Because Al & Cu don't weld well and they suffer from galvanic corrosion, new material processing techniques are necessary to enable fast wiring of batteries. Cold cladding is an industry standard that has now proven itself. Copper and aluminum are cold welded at high pressures and they form an airtight atomic bond without any intermediate oxide/intermetallic layer on the Al side.
This discussion highlighted Materions particular invention of side by side dovetail cladding which simplifies assembly,reduces errors during the assembly process and offers superior material properties that make interconnects more efficient and long lasting.

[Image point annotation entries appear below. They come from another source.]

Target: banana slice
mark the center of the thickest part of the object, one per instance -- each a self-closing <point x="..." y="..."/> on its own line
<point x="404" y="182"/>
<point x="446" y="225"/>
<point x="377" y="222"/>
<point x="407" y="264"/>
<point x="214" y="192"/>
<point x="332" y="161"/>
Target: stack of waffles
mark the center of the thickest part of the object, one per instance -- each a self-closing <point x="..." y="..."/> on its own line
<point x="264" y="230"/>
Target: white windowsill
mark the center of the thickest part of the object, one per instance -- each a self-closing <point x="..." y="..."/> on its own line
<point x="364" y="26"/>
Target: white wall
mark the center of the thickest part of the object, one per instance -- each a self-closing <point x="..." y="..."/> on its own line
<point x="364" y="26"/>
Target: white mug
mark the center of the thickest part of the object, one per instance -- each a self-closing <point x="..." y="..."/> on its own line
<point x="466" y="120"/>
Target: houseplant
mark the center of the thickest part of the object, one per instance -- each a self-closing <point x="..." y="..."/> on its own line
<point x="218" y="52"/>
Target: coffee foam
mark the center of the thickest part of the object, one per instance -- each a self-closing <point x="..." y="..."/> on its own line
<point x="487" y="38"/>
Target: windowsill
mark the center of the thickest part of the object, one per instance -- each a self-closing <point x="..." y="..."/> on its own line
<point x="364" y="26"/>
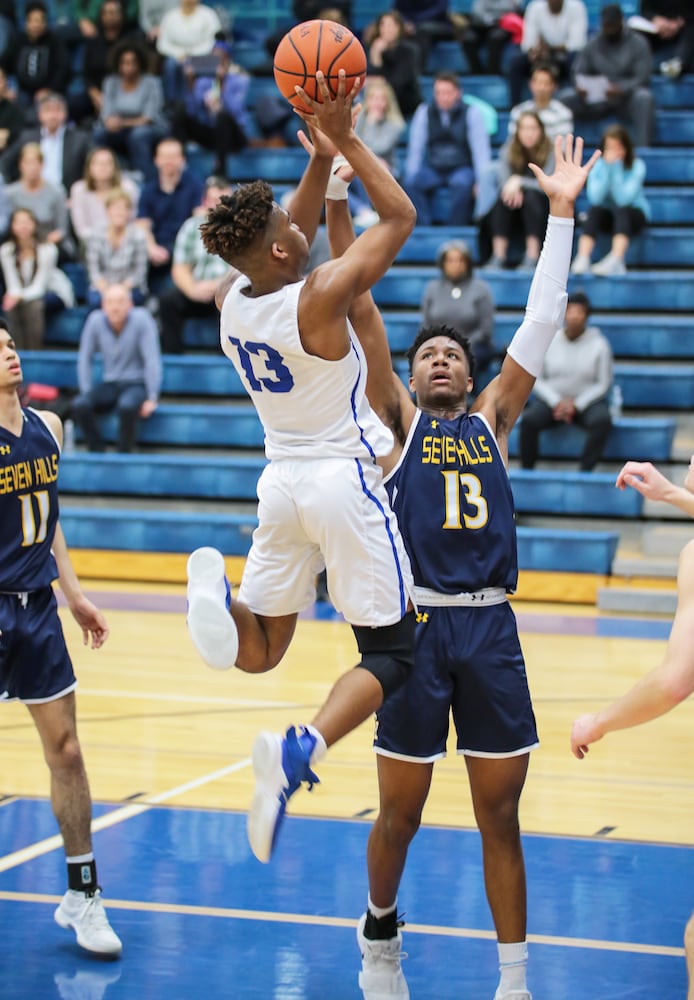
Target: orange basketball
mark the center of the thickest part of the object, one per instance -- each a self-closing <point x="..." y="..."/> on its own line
<point x="317" y="45"/>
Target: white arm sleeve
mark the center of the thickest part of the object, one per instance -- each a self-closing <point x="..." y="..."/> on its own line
<point x="544" y="312"/>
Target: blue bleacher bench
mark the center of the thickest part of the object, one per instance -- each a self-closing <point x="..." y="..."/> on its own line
<point x="166" y="531"/>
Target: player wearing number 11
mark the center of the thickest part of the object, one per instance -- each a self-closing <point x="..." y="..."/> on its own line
<point x="35" y="666"/>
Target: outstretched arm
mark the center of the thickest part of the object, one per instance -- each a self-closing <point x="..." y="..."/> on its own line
<point x="505" y="397"/>
<point x="652" y="484"/>
<point x="661" y="689"/>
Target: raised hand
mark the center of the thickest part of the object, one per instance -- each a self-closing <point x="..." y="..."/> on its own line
<point x="566" y="183"/>
<point x="334" y="115"/>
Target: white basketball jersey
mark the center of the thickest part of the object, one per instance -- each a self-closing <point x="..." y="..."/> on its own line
<point x="308" y="406"/>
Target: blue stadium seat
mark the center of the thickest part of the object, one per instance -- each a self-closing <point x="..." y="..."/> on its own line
<point x="578" y="494"/>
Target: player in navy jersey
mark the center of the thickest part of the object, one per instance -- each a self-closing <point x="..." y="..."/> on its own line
<point x="449" y="487"/>
<point x="35" y="666"/>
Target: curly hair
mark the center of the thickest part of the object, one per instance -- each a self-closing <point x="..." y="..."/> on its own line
<point x="237" y="219"/>
<point x="429" y="332"/>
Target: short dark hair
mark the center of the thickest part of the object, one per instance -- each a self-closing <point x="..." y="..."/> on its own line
<point x="429" y="332"/>
<point x="235" y="222"/>
<point x="580" y="299"/>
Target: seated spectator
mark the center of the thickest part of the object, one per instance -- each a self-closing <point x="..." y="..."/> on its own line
<point x="132" y="111"/>
<point x="448" y="147"/>
<point x="11" y="118"/>
<point x="623" y="59"/>
<point x="102" y="174"/>
<point x="573" y="387"/>
<point x="554" y="32"/>
<point x="190" y="29"/>
<point x="214" y="112"/>
<point x="64" y="147"/>
<point x="618" y="205"/>
<point x="391" y="55"/>
<point x="195" y="274"/>
<point x="379" y="125"/>
<point x="522" y="206"/>
<point x="672" y="36"/>
<point x="110" y="28"/>
<point x="117" y="254"/>
<point x="41" y="60"/>
<point x="460" y="300"/>
<point x="126" y="338"/>
<point x="555" y="116"/>
<point x="166" y="202"/>
<point x="488" y="30"/>
<point x="34" y="285"/>
<point x="47" y="202"/>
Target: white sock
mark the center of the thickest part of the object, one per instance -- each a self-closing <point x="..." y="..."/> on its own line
<point x="381" y="911"/>
<point x="321" y="747"/>
<point x="513" y="963"/>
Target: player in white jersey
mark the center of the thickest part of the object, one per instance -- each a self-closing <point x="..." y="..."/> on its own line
<point x="321" y="497"/>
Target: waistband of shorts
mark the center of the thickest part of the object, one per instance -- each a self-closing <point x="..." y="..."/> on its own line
<point x="477" y="598"/>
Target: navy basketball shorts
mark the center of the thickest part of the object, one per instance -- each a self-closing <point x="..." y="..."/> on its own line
<point x="468" y="663"/>
<point x="35" y="665"/>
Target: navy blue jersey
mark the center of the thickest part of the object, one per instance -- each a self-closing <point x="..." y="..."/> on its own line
<point x="29" y="494"/>
<point x="453" y="500"/>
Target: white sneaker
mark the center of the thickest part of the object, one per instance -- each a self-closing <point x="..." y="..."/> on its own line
<point x="381" y="977"/>
<point x="86" y="916"/>
<point x="209" y="620"/>
<point x="581" y="264"/>
<point x="609" y="266"/>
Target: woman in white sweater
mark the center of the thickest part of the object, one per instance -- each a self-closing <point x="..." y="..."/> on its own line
<point x="34" y="284"/>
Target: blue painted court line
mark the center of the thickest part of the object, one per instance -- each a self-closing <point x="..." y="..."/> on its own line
<point x="200" y="917"/>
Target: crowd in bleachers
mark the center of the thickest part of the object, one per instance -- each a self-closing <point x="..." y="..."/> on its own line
<point x="114" y="114"/>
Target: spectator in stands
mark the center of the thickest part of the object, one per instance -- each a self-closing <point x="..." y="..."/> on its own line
<point x="393" y="56"/>
<point x="573" y="387"/>
<point x="117" y="254"/>
<point x="41" y="60"/>
<point x="555" y="116"/>
<point x="63" y="146"/>
<point x="195" y="273"/>
<point x="11" y="118"/>
<point x="132" y="111"/>
<point x="623" y="59"/>
<point x="47" y="201"/>
<point x="449" y="148"/>
<point x="34" y="284"/>
<point x="617" y="201"/>
<point x="491" y="25"/>
<point x="554" y="32"/>
<point x="151" y="14"/>
<point x="165" y="203"/>
<point x="102" y="174"/>
<point x="521" y="205"/>
<point x="426" y="23"/>
<point x="98" y="57"/>
<point x="672" y="35"/>
<point x="380" y="125"/>
<point x="190" y="29"/>
<point x="126" y="338"/>
<point x="214" y="112"/>
<point x="460" y="300"/>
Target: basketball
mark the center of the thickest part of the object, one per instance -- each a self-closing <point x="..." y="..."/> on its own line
<point x="317" y="45"/>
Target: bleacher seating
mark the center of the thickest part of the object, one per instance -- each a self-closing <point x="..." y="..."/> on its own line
<point x="204" y="442"/>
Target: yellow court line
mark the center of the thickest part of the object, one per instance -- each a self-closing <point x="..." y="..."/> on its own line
<point x="308" y="920"/>
<point x="118" y="815"/>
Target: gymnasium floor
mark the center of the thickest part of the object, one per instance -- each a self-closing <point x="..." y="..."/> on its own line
<point x="608" y="840"/>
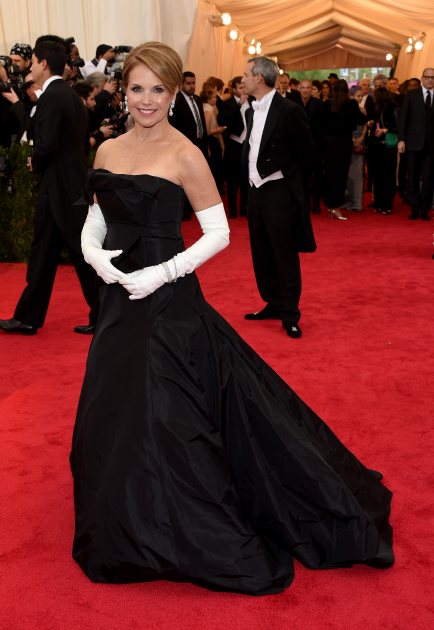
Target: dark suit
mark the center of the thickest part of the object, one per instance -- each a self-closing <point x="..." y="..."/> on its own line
<point x="230" y="116"/>
<point x="416" y="129"/>
<point x="274" y="208"/>
<point x="183" y="120"/>
<point x="313" y="109"/>
<point x="293" y="95"/>
<point x="60" y="126"/>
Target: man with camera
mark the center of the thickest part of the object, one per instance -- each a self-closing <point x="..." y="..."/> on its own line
<point x="60" y="125"/>
<point x="104" y="57"/>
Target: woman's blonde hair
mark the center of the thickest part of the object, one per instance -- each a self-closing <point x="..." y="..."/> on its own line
<point x="162" y="60"/>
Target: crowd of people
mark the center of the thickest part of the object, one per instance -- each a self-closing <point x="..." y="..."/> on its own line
<point x="364" y="134"/>
<point x="192" y="459"/>
<point x="309" y="144"/>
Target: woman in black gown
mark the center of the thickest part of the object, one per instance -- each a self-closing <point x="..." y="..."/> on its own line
<point x="192" y="459"/>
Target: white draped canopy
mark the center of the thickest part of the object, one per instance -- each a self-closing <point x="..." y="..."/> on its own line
<point x="302" y="34"/>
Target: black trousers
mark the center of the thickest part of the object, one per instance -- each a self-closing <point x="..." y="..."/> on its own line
<point x="420" y="174"/>
<point x="337" y="152"/>
<point x="234" y="179"/>
<point x="41" y="270"/>
<point x="271" y="212"/>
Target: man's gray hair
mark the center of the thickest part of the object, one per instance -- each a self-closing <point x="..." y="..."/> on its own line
<point x="381" y="77"/>
<point x="267" y="67"/>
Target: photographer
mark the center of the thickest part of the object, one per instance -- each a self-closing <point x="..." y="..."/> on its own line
<point x="23" y="106"/>
<point x="104" y="56"/>
<point x="21" y="57"/>
<point x="74" y="61"/>
<point x="15" y="106"/>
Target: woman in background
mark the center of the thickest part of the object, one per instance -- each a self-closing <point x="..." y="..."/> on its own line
<point x="192" y="459"/>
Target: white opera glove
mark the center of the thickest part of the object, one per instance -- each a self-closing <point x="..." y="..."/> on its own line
<point x="215" y="237"/>
<point x="92" y="237"/>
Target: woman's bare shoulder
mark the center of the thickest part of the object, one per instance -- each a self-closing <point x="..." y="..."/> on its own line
<point x="107" y="148"/>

Cold Cladding delivers a cheap,high throughput method to create battery interconnects that is much simpler than the actual cell construction and packaging. Such solutions are essential to drive electrification. However it also highlights a critical problem with an all-electric future that I have addressed before. They are highly dependent on functional materials. Just the interconnection stage, as the discussion pointed out, needs an advanced cold cladding and annealing process based on high pressure material bonding in the range of 100s of MPA or in GPA. Generating these high pressures requires advanced tools. For consumer electronics it's fine, but for large volume energy storage where the production process will have to be distributed a simpler technology might prove better.
Electrification necessities overcoming immense industrial inertia where nations will be required to set up massive production facilities for packaging, speciality functional materials and industrial automation. While that's doable for countries that are already industrialized, delivering on sustainability goals while simultaneously industrializing could prove to be a bottleneck.
This is why it is important to pursue alternative sustainability solutions like e-fuels and hydrogen that can reduce production costs and build associated technology that make these systems more efficient.